L’arrestation d’Aimé Marcel Ndouly, interpellé le 29 janvier à Moanda pour usurpation de titre, vol et escroquerie, met en lumière les dérives qui gangrènent les zones aurifères du Haut-Ogooué. Derrière l’apparence d’un employé ordinaire d’une société de sous-traitance se cachait un « faux agent » de la Direction générale des services spéciaux (DGSS) qui, avec un complice en fuite, avait mis sur pied un système de racket visant les orpailleurs clandestins de Botosso.
Le mode opératoire de Ndouly révèle une exploitation cynique de la peur inspirée par l’uniforme. En se présentant comme agent de la DGSS, il instaurait un climat de terreur dans les campements d’orpailleurs, extorquant téléphones portables et or. Le butin de ses dernières opérations – cinq appareils et huit grammes d’or évalués à 560 000 FCFA – témoigne d’une activité certes limitée en volume, mais significative par son impact psychologique et social.
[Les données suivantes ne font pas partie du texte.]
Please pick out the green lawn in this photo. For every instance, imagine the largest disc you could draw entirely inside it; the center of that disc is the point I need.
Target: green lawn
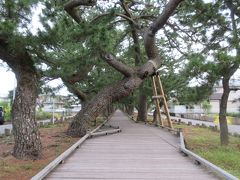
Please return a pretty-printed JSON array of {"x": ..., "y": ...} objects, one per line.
[{"x": 206, "y": 143}]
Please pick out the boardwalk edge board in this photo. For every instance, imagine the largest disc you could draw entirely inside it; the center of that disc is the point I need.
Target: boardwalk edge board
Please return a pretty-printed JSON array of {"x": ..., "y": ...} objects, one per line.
[
  {"x": 105, "y": 132},
  {"x": 44, "y": 172},
  {"x": 220, "y": 172}
]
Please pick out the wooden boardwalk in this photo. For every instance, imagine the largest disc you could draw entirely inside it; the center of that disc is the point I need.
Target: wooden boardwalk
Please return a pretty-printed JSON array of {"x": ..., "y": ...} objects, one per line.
[{"x": 138, "y": 152}]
L’implication d’un ancien militaire radié, Éric Soussibari, ajoute une dimension inquiétante : celle d’une criminalité organisée, structurée autour d’une logistique efficace, avec véhicule et réseau local.
Au-delà de l’escroquerie, cette affaire révèle les failles de la gouvernance dans les zones minières. La mention d’une possible complaisance de notables locaux interroge sur la porosité entre exploitation illégale et réseaux de pouvoir. Elle met en évidence la difficulté de l’État à contrôler des territoires enclavés où l’orpaillage clandestin prospère.
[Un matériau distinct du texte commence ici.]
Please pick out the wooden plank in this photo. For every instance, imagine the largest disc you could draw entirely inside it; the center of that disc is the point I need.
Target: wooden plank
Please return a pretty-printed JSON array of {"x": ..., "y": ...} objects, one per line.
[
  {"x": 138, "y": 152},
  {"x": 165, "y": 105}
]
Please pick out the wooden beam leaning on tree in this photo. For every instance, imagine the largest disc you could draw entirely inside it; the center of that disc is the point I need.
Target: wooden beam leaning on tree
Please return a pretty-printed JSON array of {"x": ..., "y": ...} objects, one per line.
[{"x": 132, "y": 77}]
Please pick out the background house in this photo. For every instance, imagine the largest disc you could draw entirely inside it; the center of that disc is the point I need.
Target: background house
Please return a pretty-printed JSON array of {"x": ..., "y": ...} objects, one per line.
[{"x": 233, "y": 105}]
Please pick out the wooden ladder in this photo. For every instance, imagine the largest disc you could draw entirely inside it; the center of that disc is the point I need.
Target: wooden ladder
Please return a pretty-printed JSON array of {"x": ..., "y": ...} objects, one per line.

L’action de la DGSS mérite d’être saluée pour sa réactivité et sa détermination à restaurer l’autorité de l’État. En démantelant ce réseau, elle envoie un signal fort : l’usurpation de titre et l’exploitation illégale ne resteront pas impunies. Toutefois, cette arrestation ne doit pas masquer l’urgence d’une stratégie plus globale. La sécurisation des zones aurifères, la régulation de l’orpaillage et la lutte contre les complicités locales doivent devenir des priorités.
Cette affaire, loin d’être un simple fait divers, illustre la nécessité d’un État vigilant et structurant, capable de protéger ses ressources et ses citoyens. Si la justice suit son cours, elle pourrait marquer un tournant dans la lutte contre l’économie parallèle qui fragilise l’autorité publique et mine la confiance des populations.